If Hillary Clinton takes the stage as the party nominee at the Democratic National Convention in Philadelphia next July, we may well look back on October as the month that turned everything around. After a dispiriting summer, she has good reason to think the worst of her campaign travails are behind her. Clinton has enjoyed a considerable reversal of fortune this month, with rising poll numbers, largely favourable press coverage and a cameo on Saturday Night Live. These developments are a combination of luck and skill, but mostly skill. And they have revolved around three big events.
First, Clinton performed masterfully in the Democratic debate, acquitting herself better than almost anyone predicted. Bloomberg’s Mark Halperin gave her a perfect A grade. A poll found Democrats thought she beat her top competitor by a margin of roughly two to one.
Second, she managed to successfully box Joe Biden out of the race. While his decision not to run may sound like good luck for Clinton, the vice-president’s announcement didn’t occur in a vacuum. Rather he said he wouldn’t run for president because he saw no path to victory: “I believe we’re out of time. The time necessary to mount a winning campaign for the nomination.”

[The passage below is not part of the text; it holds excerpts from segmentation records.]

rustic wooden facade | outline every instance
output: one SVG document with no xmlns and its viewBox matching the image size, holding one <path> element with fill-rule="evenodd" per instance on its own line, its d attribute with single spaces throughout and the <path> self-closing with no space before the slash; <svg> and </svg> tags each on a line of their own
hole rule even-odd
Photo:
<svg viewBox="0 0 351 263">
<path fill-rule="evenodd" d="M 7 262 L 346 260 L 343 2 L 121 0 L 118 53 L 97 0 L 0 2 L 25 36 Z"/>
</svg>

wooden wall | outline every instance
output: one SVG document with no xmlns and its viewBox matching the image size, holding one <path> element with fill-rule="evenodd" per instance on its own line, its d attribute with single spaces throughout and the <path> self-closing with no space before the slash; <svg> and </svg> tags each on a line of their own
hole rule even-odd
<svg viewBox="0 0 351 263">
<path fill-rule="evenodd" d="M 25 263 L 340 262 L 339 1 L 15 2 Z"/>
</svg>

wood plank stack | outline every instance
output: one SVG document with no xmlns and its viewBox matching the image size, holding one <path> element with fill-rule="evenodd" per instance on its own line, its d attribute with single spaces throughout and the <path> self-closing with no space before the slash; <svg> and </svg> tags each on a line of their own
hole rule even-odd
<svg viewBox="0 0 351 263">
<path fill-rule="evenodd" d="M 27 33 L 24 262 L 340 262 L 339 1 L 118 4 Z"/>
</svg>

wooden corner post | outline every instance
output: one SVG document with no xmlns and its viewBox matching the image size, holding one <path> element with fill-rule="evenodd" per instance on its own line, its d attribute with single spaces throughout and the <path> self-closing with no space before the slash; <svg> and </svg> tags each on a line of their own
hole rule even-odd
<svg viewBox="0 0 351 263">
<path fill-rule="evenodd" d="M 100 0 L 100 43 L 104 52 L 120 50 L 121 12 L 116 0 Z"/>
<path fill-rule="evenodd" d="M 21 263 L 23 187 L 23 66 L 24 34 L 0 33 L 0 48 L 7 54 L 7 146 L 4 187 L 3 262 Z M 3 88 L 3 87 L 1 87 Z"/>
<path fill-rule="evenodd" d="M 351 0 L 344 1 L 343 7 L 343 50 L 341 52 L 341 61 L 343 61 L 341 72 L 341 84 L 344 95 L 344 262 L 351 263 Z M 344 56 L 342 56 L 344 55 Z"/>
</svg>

Third, the House of Representatives’ Benghazi committee handed Clinton another unvarnished political win on Thursday. The 11-hour grilling (which revolved around a 2012 US diplomatic mission in Libya attacked by militants and how Clinton, then secretary of state, handled it), ended up casting her as a sympathetic figure in trying conditions. It also proved she can take a high degree of political heat in difficult physical circumstances, helping to put to rest questions about her age.
Of course, Clinton is not totally out of the woods. The FBI has launched an investigation into the personal email server she used as secretary of state, the results of which are yet to be determined. And the state department is set to release another batch of emails in January. But a new poll suggests the email controversy has lost some of its punch.
While Clinton can’t take her path to the presidency for granted, there’s no one in the race with the kind of magnetic appeal Barack Obama demonstrated back in 2008 – which is to say there’s no Clinton-slayer. In 2008, Obama drew huge crowds with charisma and a knack for public speaking, something Clinton will never do. But she’s self-aware enough to play to her strengths. Clinton shines in the grinding work of government, a grit and determination that was on display as she soldiered through the Benghazi hearing. And it was on display in an interview with MSNBC’s Rachel Maddow, when Clinton talked about how her mother might have felt seeing her subjected to 11 hours of questioning at the Benghazi hearing: “She was someone who lived a really tough life, and she knows that everybody gets knocked down in life, and the question is whether you get back up, or whether you allow yourself to be – you know, not only knocked down, but knocked out. And that’s the way she raised me.”
That’s Hillary Clinton at her best, and we’re seeing much more of it these days. One thing’s for sure, she’s never been this close to the presidency.